Reading The Pictures is dedicated to the analysis of news photos and media images.
April 20, 2005

Ratz on the Balcony

Balconycorner

If it had been up to John Paul, those cardinals would have better timed the news cycle. 

Because the ‘Zinger from the Vatican occurred in mid-day in the States, the story missed the papers.  However, this was the image that fronted the NYT website for most of the day.  (You can refer to a subsequently cropped version here.)

The caption read:

Under the crucifix that was carried before him, Pope Benedict XVI, “a simple, humble worker in the Lord’s vineyard,” blessed pilgrims from his balcony overlooking St. Peter’s Square.

One interesting thing about this shot is how little context it has to the balcony.  (In fact, in all the photos I’ve ever seen of that balcony, I don’t recall such a prominent view of a side wall before.)  With the lack of enthusiasm for the selection here in the west, does the image reflect the tendency to look askance at what’s transpired?  Could it be a case of isolating the new Pope before he gets the chance to do the same thing to more liberal Catholics, or to the secular or the Islamic world?

Also, the angle is disturbing.  It creates an inability to orient to the ground.  The framing marginalizes the new Pope and the icon, making the blackened corner the central focus.  It seems like a strange statement, but what is there to make of it — if anything?  Is the church suddenly off balance now?  Is the institution entering a black period, or working itself into a corner?   

Above all, you have to wonder — in this critical first shot of a Pope introducing himself to the world — how we could appear so isolated.  It would seem even the world’s most reclusive man would come off like a great populist at a moment like this.  In this image, though, there is no sense of the crowd and only the slightest connection to it.  Rather, we have Benedict as close to the house as he could be.
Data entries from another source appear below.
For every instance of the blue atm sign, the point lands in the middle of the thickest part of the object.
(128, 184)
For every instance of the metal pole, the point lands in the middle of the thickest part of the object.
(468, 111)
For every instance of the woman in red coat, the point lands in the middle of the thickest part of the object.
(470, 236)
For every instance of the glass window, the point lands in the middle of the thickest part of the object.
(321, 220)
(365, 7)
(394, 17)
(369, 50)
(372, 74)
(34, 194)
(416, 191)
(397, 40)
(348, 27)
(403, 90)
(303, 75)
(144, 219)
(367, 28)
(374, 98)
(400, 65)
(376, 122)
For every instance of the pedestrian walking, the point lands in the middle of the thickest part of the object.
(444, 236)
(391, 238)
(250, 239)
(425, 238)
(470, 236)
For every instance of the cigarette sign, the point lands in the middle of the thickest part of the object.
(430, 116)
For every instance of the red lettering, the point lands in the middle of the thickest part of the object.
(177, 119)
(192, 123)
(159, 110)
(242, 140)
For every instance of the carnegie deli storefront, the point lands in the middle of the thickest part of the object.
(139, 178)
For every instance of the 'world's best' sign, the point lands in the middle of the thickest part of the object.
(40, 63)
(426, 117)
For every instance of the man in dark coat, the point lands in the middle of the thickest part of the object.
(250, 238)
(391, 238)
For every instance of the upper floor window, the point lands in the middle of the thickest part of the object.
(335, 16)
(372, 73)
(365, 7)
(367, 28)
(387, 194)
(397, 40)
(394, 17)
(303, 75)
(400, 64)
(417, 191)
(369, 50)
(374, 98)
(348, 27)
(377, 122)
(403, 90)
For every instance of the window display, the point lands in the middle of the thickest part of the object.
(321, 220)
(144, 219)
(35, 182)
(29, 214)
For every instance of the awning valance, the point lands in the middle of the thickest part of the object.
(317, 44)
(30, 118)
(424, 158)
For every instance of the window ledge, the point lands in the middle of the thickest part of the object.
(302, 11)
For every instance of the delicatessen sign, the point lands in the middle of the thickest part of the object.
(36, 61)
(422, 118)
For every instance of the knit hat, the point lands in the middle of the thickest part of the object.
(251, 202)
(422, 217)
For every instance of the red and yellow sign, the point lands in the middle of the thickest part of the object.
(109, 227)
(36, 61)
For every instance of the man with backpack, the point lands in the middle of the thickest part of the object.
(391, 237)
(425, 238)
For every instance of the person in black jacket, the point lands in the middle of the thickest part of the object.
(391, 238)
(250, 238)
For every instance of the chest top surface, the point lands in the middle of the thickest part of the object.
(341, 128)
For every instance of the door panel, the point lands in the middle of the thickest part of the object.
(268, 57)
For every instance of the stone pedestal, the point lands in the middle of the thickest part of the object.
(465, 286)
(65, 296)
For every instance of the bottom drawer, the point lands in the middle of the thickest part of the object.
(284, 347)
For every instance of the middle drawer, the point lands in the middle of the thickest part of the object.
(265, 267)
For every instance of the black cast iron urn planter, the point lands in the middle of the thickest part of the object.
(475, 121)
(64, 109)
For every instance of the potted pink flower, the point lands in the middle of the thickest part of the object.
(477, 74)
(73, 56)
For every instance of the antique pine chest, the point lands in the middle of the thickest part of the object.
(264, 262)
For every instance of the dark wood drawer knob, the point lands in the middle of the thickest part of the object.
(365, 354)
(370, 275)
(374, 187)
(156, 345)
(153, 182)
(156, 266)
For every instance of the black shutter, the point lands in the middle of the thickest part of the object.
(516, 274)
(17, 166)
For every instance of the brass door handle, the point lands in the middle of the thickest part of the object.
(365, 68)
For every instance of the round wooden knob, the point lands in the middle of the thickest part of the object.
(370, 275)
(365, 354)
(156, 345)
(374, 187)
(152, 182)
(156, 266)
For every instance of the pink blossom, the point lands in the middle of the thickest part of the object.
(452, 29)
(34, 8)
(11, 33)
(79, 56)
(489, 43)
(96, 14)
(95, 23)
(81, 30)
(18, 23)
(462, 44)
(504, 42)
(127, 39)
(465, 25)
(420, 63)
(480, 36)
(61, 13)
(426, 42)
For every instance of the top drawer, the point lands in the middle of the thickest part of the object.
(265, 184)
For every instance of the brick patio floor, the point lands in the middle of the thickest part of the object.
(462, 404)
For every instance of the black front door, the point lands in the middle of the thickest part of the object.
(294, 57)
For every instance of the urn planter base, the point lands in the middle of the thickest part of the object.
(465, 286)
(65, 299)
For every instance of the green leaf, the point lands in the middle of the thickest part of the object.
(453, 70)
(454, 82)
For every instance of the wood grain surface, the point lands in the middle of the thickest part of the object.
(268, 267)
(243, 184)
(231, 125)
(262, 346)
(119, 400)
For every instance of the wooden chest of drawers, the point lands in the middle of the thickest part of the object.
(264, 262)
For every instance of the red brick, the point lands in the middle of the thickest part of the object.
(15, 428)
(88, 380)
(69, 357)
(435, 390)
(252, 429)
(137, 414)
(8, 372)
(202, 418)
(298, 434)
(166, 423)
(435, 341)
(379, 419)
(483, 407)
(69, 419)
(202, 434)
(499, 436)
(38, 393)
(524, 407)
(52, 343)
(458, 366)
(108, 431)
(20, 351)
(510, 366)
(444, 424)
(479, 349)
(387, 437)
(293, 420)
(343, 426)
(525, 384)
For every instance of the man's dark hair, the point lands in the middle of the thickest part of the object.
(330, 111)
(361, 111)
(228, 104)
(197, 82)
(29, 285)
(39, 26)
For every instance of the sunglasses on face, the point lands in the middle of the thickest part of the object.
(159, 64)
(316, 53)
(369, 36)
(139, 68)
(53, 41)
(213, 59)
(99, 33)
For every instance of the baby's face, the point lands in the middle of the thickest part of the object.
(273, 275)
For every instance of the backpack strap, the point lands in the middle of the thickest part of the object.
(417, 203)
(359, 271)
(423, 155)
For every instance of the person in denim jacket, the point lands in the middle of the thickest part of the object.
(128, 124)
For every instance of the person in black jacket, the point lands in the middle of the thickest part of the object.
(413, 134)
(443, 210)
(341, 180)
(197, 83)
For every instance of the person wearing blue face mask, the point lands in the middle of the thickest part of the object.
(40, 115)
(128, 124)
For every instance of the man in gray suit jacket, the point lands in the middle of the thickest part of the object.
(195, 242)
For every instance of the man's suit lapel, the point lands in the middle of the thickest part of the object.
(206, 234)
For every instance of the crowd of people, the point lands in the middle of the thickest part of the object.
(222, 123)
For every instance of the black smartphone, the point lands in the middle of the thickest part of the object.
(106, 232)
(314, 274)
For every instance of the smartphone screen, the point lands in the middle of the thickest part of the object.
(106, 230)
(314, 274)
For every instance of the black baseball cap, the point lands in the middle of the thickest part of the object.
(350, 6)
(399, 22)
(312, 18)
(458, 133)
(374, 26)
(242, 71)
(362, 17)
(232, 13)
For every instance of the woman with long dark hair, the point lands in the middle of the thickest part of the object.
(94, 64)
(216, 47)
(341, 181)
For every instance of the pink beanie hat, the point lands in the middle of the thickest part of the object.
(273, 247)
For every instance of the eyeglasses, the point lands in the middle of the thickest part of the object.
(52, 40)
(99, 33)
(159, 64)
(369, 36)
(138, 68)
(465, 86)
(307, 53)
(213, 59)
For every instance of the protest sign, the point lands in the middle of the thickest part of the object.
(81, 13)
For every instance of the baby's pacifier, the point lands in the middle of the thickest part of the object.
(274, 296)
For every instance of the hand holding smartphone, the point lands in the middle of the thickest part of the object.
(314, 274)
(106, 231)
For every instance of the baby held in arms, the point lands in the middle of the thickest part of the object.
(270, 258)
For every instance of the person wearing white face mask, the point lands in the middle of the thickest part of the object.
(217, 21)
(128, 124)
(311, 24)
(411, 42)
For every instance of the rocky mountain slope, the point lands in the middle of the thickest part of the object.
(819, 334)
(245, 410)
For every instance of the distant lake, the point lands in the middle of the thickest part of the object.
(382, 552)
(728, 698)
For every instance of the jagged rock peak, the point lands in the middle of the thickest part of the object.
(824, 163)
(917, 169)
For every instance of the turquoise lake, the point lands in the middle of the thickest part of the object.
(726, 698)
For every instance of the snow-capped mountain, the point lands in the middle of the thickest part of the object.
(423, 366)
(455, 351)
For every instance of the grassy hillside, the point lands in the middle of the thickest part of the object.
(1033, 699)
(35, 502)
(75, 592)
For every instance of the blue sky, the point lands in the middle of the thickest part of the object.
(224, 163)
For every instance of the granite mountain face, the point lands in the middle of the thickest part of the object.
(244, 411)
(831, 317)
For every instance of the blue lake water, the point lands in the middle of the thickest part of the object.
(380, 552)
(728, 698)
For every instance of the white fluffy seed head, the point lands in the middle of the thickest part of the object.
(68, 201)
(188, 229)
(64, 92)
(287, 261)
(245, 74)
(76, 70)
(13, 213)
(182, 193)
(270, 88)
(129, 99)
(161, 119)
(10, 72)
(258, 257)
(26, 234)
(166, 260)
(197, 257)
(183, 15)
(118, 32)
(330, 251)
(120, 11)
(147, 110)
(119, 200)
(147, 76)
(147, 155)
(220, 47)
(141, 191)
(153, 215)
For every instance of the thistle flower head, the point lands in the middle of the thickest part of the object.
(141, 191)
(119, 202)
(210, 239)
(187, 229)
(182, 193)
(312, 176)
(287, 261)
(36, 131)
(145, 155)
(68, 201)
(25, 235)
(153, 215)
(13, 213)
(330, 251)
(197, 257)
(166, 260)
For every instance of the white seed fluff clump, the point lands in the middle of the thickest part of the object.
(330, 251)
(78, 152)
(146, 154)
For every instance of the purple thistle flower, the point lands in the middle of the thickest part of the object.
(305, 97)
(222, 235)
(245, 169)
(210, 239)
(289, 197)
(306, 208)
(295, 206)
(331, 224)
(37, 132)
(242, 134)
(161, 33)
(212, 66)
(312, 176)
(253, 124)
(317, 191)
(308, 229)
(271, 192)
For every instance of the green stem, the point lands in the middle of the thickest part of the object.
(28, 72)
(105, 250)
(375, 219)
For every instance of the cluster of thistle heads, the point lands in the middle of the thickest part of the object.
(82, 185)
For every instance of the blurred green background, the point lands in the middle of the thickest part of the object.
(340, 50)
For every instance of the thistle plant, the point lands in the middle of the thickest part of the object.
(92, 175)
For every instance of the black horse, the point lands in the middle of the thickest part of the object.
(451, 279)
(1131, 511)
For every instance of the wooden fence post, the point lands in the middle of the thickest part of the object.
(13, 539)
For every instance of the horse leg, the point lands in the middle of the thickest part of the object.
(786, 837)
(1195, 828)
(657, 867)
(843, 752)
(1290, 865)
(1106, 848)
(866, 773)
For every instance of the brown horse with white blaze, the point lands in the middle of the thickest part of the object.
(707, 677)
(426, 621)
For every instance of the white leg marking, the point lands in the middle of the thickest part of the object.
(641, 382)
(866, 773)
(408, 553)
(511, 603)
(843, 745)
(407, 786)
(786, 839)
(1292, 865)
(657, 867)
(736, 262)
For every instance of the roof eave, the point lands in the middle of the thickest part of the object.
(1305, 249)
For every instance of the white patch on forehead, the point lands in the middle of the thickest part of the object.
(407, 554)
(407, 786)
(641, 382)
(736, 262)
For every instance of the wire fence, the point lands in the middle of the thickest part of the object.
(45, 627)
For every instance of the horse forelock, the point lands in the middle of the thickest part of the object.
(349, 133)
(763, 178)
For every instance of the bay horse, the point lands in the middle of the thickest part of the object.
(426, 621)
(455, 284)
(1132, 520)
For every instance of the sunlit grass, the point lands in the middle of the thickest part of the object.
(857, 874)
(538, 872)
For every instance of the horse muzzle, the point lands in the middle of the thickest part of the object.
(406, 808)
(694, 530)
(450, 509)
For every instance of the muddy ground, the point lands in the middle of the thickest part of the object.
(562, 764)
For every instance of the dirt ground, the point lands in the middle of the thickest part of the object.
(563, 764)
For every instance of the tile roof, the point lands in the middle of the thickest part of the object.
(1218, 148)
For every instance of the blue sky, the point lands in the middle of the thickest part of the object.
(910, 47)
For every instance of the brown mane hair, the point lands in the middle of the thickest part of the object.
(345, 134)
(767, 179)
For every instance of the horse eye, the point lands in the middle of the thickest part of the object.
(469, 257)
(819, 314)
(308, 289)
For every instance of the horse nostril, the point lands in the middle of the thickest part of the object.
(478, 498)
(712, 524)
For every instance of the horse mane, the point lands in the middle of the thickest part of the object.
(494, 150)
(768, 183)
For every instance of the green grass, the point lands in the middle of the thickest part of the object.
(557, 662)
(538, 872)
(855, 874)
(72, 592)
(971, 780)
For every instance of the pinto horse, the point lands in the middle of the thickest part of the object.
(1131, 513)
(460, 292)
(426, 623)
Ratzinger, however, is not just set back.  He is also situated to an extreme side.  Of course, this might suggests any number of things.  (Not the least, that he’s an extremist.)  It could also telegraph that the man has his own edges to deal with.  It raises the possibility — at age seventy-eight — he could have only marginal impact.  Considering the stature of his predecessor, it might reinforce the concern he’ll be seen as a side act.  Or, given the amount of time John Paul was ill, it might hint Ratz had already been running the show from the sidelines.

The other thing that’s notable is the prominence of that crucifix.  To me, its luster seems less about spirit than treasure.  (Of course, a Pope also prays for that.)  There was another thing that struck me about it, though.  If you count the five figures, it makes Ratzinger the sixth man in the picture. 

On your first day on the job, when the stage is yours alone, it seems a little tough to be so isolated, but, at the same time, to not quite stand out.